LES "PREMIÈRES AMOURS" ET LES ADOS / MOTIVATION ET APPRÉHENSIONS

La découverte de l’Amour avec un grand A concerne une large majorité d’adolescents : 78% des jeunes de 15 à 18 ans déclarent être déjà tombés amoureux. Mais ils sont moins nombreux à déjà être allés « plus loin » : 33% déclarent avoir déjà eu un rapport sexuel avec pénétration, l’âge moyen du premier rapport dans cette classe d’âge étant de 16 ans pour les garçons et 15,6 ans pour les filles.[1]

L'AMOUR TOUJOURS...

C’est l’un des faits marquants de l’enquête Fondation Pfizer/ Ipsos Santé : l’amour prévaut! 91% des adolescents déclarent que ce n’est pas le sexe qui est important, mais d’aimer et d’être aimé en retour et 74% qu’il faut être amoureux pour sa première fois. « Les jeunes nous disent ici que la relation d’amour n’est pas l’élément sexuel avant tout », analyse le Pr Jeammet. « En cela, ils expriment qu’elle est une ouverture formidable sur nos attentes et notre intériorité. Pour aller plus loin et derrière tout cela, c’est le petit enfant qui sommeille en nous qui est mis à nu. Les émotions vécues nous ramènent ainsi au plus profond de nous-mêmes. L’expérience amoureuse est tout sauf neutre. »
En pratique, 83% des adolescents déclarent avoir eu leur premier rapport sexuel parce qu’ils étaient amoureux et pour 95% d’entre eux c’est l’envie qui en a été à l’origine. Cette quasi-unanimité reste toutefois à nuancer si l’on s’intéresse aux adolescents qui expriment un niveau de bien être faible[2]. Ceux-là évoquent un premier rapport sexuel soit pour « suivre le rythme » des amis (28%), soit parce qu’ils étaient dans un état second (13%) ou parce que leurs ami(es) les y avaient poussés (13%).
« J’aime assez employer le terme de “sexualisation” qui reflète un processus qui envahit l’ensemble de l’individu, de la tête aux pieds et pas seulement les organes génitaux », déclare Laurence Communal. « A la puberté, les copains et copines deviennent des êtres sexués avec une potentialité de désir et de relations sexuelles, impliquant une difficulté nouvelle pour lier une relation avec l’autre. Le trac entre en jeu ».

…LE SEXE TOUT EN CONTRÔLE

En effet, si les adolescents priorisent majoritairement l’amour dans la relation à l’autre, ils expriment une relative appréhension à la découverte intime de l’autre. Plus d’un tiers d’entre eux (35%) déclarent avoir peur d’avoir des relations sexuelles, qu’ils en aient déjà eu ou non. En outre, la maîtrise de leur sexualité est primordiale. Le sexe, c’est une affaire sérieuse.
Ainsi pour les adolescents, il est important de se protéger des MST (76%), ne pas tomber enceinte si l’on est une fille ou ne pas mettre enceinte si l’on est un garçon (66%) et mettre des préservatifs (65%).

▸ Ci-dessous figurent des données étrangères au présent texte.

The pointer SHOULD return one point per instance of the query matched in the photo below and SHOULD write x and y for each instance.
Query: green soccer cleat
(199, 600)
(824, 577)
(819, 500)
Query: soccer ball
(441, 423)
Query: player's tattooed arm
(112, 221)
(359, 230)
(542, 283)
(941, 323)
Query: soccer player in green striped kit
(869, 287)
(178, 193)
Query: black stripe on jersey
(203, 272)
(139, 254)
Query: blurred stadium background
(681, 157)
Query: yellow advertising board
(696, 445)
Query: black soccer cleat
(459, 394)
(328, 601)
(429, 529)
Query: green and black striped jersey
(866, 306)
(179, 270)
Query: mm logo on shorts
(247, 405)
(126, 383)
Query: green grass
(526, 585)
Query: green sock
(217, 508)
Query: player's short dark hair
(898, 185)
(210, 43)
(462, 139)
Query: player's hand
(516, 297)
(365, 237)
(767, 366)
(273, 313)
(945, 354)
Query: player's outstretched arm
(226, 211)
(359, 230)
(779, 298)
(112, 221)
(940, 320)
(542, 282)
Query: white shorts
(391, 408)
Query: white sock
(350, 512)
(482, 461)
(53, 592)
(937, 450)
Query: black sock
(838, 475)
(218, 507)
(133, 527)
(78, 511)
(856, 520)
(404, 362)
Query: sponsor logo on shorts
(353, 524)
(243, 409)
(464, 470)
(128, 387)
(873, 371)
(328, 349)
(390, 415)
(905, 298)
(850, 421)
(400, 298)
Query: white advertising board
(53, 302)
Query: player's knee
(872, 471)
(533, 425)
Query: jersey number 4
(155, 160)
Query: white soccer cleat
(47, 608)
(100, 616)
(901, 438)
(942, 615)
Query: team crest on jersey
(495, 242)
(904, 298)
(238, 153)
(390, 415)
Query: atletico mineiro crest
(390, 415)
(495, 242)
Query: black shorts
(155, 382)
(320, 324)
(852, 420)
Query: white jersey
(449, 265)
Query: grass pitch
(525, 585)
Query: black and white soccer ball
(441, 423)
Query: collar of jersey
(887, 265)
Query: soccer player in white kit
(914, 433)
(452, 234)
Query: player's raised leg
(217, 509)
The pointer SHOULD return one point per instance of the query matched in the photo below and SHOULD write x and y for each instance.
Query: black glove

« Dans les séances d’éducation à la sexualité, les filles comme les garçons expriment leur peur de ne pas trop savoir comment s’y prendre. L’autre regarde mon corps, je dois me déshabiller…, la pudeur qui est extrêmement envahissante se voit dans le regard de l’autre. Toutes les inquiétudes autour de l’acte sexuel sont également abordées et questionnées de façon très pragmatique : crainte de la pénétration, préservatif, contraception… Il s’agit ensuite de savoir comment s’approprier les informations reçues au-delà du seul champ biologique. Nous essayons d’accompagner les élèves en ce sens », relate Laurence Communal.

Concernant les pratiques sexuelles, une modification de comportement s’observe chez quelques adolescents depuis une dizaine d’années. « Certains entrent dans la sexualité par des pratiques de fellation », constate la formatrice. « Je suis gênée par la forme de soumission des filles que cette pratique engendre. Elles pensent que cela permet d’entrer dans la cour des grands, qu’il faut le faire à la fois pour leur petit copain, mais aussi pour le garder. Les ados abordent ce sujet très facilement alors qu’on n’en parlait jamais il y a 20 ans ».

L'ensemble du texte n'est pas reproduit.